When not using an asmSymbolicName, use the (zero-based) position of the operand in the list of operands in the assembler template. For example if there are three output operands, use ‘%0’ in the template to refer to the first, ‘%1’ for the second, and ‘%2’ for the third.
This version should work2 whether you compile with -masm=intel or -masm=att options
Footnotes
1Although NASM Intel dialect and GAS's (GNU Assembler) Intel syntax are similar there are some differences. One is that NASM Intel syntax uses [segment:disp+base+index*scale] where a segment can be specified inside the [] and GAS's Intel syntax requires the segment outside with segment:[disp+base+index*scale].
2Although the code will work, you should place all these basic functions in the ioaccess.h file directly and eliminate them from the .c file that contains them. Because you placed these basic functions in a separate .c file (external linkage) the compiler can't optimize them as well as it could. You can modify the functions to be of type static inline and place them in the header directly. The compiler will then have the ability to optimize the code by removing function calling overhead and reduce the need for extra loads and stores. You will want to compile with optimizations higher than -O0. Consider -O2 or -O3.
Special Notes Regarding OS Development:
There are many toy OSes (examples, tutorials, and even code on OSDev Wiki) that do not work with optimizations on. Many failures are due to bad/poor inline assembly or using undefined behaviour. Inline assembly should be used as a last resort. If your kernel doesn't run with optimizations on it is likely not a bug in the compiler (it is possible just not likely).
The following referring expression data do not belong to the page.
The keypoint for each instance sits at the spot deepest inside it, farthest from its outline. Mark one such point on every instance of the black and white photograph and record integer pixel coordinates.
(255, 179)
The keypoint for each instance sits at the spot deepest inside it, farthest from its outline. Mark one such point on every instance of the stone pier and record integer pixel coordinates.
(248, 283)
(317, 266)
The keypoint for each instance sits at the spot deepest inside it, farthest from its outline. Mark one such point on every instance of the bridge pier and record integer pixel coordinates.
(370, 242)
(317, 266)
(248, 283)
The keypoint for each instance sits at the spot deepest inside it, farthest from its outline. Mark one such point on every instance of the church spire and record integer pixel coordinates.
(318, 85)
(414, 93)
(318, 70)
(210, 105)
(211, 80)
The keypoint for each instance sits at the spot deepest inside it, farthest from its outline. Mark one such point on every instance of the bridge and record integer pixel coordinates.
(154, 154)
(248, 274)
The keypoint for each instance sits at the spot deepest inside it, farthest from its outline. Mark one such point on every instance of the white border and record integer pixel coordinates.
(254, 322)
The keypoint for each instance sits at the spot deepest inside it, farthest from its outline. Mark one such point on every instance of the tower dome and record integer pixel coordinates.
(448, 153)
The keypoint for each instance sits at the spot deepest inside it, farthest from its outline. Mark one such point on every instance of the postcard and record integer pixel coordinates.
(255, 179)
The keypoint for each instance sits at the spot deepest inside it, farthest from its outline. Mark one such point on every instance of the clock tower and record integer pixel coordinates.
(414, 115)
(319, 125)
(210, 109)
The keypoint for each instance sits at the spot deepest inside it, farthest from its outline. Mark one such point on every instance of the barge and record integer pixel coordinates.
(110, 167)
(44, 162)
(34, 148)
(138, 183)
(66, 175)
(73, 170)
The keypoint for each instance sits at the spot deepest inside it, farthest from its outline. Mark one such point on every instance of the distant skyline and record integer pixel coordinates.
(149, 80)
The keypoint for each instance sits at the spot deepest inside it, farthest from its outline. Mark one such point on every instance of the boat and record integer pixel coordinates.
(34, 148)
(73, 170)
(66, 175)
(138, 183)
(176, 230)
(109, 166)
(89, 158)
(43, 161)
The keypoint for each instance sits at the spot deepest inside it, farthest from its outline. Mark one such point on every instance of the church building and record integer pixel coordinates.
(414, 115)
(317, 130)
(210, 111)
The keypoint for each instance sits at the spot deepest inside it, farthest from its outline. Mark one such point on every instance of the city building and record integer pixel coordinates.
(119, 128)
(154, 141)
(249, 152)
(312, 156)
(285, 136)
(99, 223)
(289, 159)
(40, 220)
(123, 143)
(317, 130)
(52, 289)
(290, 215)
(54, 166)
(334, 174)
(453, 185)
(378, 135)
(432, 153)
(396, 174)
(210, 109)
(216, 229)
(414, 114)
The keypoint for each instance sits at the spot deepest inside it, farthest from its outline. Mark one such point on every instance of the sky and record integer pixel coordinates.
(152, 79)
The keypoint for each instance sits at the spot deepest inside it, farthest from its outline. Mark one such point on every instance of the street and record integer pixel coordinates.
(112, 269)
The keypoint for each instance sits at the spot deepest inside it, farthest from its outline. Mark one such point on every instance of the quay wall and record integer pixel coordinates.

Heed the advice in #PeterCordes answer regarding port access that may trigger DMA reads.
It's possible to writing code that works with or without -masm=intel, using dialect alternatives for GNU C inline asm https://gcc.gnu.org/onlinedocs/gcc/Extended-Asm.html (This is a good idea for headers that other people might include.)
It works like "{at&t stuff | intel stuff}": the compiler picks which side of the | to keep based on the current mode.
The major difference between AT&T vs. Intel syntax is that the operand-list is reversed, so usually you have something like "inb {%1,%0 | %0,%1}".
This is a version of #MichaelPetch's nice functions using dialect alternatives:
// make this a header: these single instructions can inline more cheaply
// than setting up args for a function call
#include <stdint.h>
static inline
uint8_t inb(uint16_t port)
{
uint8_t ret;
asm volatile ( "inb {%1, %0 | %0, %1}"
: "=a"(ret)
: "Nd"(port) );
return ret;
}
static inline
void outb(uint16_t port, uint8_t byte)
{
asm volatile ( "outb {%1, %0 | %0, %1}"
:
: "a"(byte),
"Nd"(port) );
}
static inline
void io_wait(void) {
outb (0x80, 0);
}
The Linux/Glibc sys/io.h macros sometimes use %w1 to expand a constraint to the 16-bit register name, but using types of the right size also works.
If you want a memory-barrier version of these to take advantage of the fact that in / out are (more or less) serializing like a locked instruction or mfence, add a "memory" clobber to stop compile-time reordering of memory access across it.
If a port I/O can trigger a DMA read of some other memory that you wrote recently, you might also need a "memory" clobber for that. (x86 has cache-coherent DMA so you wouldn't have had to explicitly flush it, but you can't let the compiler reorder it after an outb, or even optimize away an apparently dead store.)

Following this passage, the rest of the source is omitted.